We have to shift our frame of reference from: “How can I sacrifice the least on this and make the suckers pay?” to “How I get the fattest slice of the money out of this?”
Develop a source of dispatchable energy that can be deployed in India for 0.03$/kWh and you will never have to talk about “ending coal” ever again. It will happen there automatically.
The US natural gas market is a good proxy for it. The shale gas revolution was brought about by new technologies in the drilling industry and made natural gas so cheap that new coal power capacities are rarely economical.
There was no law necessary to diminish coal’s role in energy production, to the contrary, even the active promotion of coal by US President Donald Trump could hardly make a dent in the decline of coal for new power generation facilities.

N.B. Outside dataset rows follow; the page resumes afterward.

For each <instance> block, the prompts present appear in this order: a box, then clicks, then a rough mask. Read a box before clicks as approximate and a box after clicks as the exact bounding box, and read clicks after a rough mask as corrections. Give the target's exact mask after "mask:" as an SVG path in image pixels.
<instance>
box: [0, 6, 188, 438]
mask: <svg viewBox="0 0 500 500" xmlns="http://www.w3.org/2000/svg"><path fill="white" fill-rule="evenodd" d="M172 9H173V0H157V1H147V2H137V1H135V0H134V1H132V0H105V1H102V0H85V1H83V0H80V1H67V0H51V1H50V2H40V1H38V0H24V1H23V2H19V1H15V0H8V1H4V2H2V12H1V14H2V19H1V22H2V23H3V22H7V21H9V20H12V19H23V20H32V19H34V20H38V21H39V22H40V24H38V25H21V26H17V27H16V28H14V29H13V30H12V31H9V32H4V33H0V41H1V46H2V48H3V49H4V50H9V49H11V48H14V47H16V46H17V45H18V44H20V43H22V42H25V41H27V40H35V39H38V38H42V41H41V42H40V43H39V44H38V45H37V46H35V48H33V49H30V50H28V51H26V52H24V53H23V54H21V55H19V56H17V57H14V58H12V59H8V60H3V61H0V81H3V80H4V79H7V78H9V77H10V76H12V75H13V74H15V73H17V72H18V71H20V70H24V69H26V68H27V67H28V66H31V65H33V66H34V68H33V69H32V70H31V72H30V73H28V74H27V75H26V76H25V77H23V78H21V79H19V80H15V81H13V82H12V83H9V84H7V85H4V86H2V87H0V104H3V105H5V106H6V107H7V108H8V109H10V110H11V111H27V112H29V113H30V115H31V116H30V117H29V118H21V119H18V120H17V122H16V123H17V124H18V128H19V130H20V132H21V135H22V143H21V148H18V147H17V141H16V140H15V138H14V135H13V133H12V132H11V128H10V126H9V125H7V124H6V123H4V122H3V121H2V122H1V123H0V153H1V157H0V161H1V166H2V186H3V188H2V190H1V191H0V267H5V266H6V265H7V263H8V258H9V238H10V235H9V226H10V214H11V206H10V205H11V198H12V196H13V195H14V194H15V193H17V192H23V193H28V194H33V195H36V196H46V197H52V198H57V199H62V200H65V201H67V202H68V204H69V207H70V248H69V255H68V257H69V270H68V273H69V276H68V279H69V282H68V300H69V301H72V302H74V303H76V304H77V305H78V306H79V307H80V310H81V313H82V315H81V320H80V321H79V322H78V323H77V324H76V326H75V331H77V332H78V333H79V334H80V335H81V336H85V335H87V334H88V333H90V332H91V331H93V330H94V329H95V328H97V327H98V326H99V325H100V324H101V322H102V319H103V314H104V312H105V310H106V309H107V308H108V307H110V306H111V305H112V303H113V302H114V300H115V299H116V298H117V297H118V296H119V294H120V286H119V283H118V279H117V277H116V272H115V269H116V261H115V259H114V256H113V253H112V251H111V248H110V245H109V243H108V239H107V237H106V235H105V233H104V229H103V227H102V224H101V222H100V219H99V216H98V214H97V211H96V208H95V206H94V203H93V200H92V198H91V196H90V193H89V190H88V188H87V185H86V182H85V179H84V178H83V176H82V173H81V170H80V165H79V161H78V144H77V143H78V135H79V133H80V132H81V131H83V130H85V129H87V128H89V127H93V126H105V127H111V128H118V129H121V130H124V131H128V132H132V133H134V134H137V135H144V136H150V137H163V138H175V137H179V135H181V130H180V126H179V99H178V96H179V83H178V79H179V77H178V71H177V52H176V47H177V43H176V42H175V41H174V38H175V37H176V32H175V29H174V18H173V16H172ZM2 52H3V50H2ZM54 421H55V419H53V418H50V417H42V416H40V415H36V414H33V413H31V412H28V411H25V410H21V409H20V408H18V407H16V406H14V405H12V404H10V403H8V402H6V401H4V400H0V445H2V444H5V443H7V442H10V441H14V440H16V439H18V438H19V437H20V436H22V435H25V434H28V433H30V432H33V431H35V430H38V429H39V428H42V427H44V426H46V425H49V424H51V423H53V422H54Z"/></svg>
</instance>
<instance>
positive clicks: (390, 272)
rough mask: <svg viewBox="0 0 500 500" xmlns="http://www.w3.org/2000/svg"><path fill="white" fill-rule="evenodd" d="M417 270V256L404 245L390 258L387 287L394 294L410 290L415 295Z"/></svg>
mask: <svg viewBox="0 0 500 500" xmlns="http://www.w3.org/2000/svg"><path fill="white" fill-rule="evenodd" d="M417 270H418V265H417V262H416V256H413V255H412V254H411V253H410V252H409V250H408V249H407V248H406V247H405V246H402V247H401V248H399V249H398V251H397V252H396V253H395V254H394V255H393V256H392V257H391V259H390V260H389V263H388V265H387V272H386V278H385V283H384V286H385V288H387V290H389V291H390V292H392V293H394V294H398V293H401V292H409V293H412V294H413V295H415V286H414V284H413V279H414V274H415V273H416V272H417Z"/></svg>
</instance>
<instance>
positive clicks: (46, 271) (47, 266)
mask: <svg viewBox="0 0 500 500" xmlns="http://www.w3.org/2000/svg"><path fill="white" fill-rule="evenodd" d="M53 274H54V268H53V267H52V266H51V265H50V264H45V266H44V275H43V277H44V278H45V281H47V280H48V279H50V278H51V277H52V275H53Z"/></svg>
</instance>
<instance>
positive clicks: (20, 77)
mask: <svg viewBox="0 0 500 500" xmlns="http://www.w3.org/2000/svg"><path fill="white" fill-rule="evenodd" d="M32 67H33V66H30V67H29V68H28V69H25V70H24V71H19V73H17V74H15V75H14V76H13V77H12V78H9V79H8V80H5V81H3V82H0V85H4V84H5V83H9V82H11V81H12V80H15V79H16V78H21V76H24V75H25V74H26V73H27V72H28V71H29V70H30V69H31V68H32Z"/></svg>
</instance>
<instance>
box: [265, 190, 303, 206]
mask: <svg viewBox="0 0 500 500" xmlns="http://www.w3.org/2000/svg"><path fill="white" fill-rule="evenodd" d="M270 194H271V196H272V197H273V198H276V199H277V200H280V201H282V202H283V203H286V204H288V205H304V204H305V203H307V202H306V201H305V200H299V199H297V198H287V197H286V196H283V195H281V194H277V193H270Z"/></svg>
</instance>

That’s the power of economics at work!
Leading the development and deployment of low-carbon technologies has to be made profitable. There is no need for international agreements, if it is profitable to adopt new technologies. Every single country could individually change our current path, if it creates the necessary innovation.
The single most helpful policy change would be a price on carbon. I have written previously about how a few countries could implement a global carbon price. But it’s not strictly necessary. The second most helpful policy would be a massive ramp up in investments in R&D.
Do we have anything else left in the tank?
The nuclear option
At a capacity factor of 93% nuclear power plants are highly reliable. The middle of Goldstein-Rose’s estimate, 125 PWh by 2050, translates to roughly 12500 large nuclear reactors (1250MWe). Without the need for energy storage. How much would that cost?
If we take the $25 billion it cost to build 4 South Korean APR1400 units in the UAE, that would translate to $78.125 trillion. They have an expected lifetime of 60 years, instead of 20 years for most renewable energy infrastructure.
According to a rather optimistic estimate and counter-proposal to Jacobson’s plan, the so called Liquid Fission Road Map, going nuclear with a new type of nuclear power plant would cost an estimated $15 trillion in capital costs and produce electricity at $0.03/kWh.
We don’t have all of the technology yet, but we are pretty sure we know how to get there.
Wright’s law will probably be a major driver in this regard, IF – and that’s intentionally big – regulators take a sensible approach to the risks for nuclear power plants. Which, I hope, will lead to massive private investments. Are $100 trillion in saved capital and large, virtually guaranteed profits from running the backbone of civilization ever after that a fat enough pie to work towards?
I will look at some of the options and challenges for nuclear energy production in the future. It’s a fascinating topic!
Summary
There has never been a greater industrial challenge posed to mankind. The scale of it is just mind-boggling!
I don’t think that a lot of so-called climate activists have a grasp on even the magnitude of what a “solution” to climate change entails.
Claiming it’s only the political will that’s missing is almost disqualifyingly wrong – we are lacking a whole lot of affordable technology!
Demands of consumption reduction are comically bourgeois and shortsightedly focused on developed nations.
Demands for “population reduction” are borderline genocidal.
Honestly, I can’t imagine that we will meet this challenge. I think it’s way more likely that we will see some combination of efficiency measures, all sorts of clean energy deployment, CCS, mitigation, a little bit of geoengineering and a lot of hoping for the best.
But the more clean energy we deploy, the less we will have to press our luck.
So we will look at what I believe to be our best options. See you soon!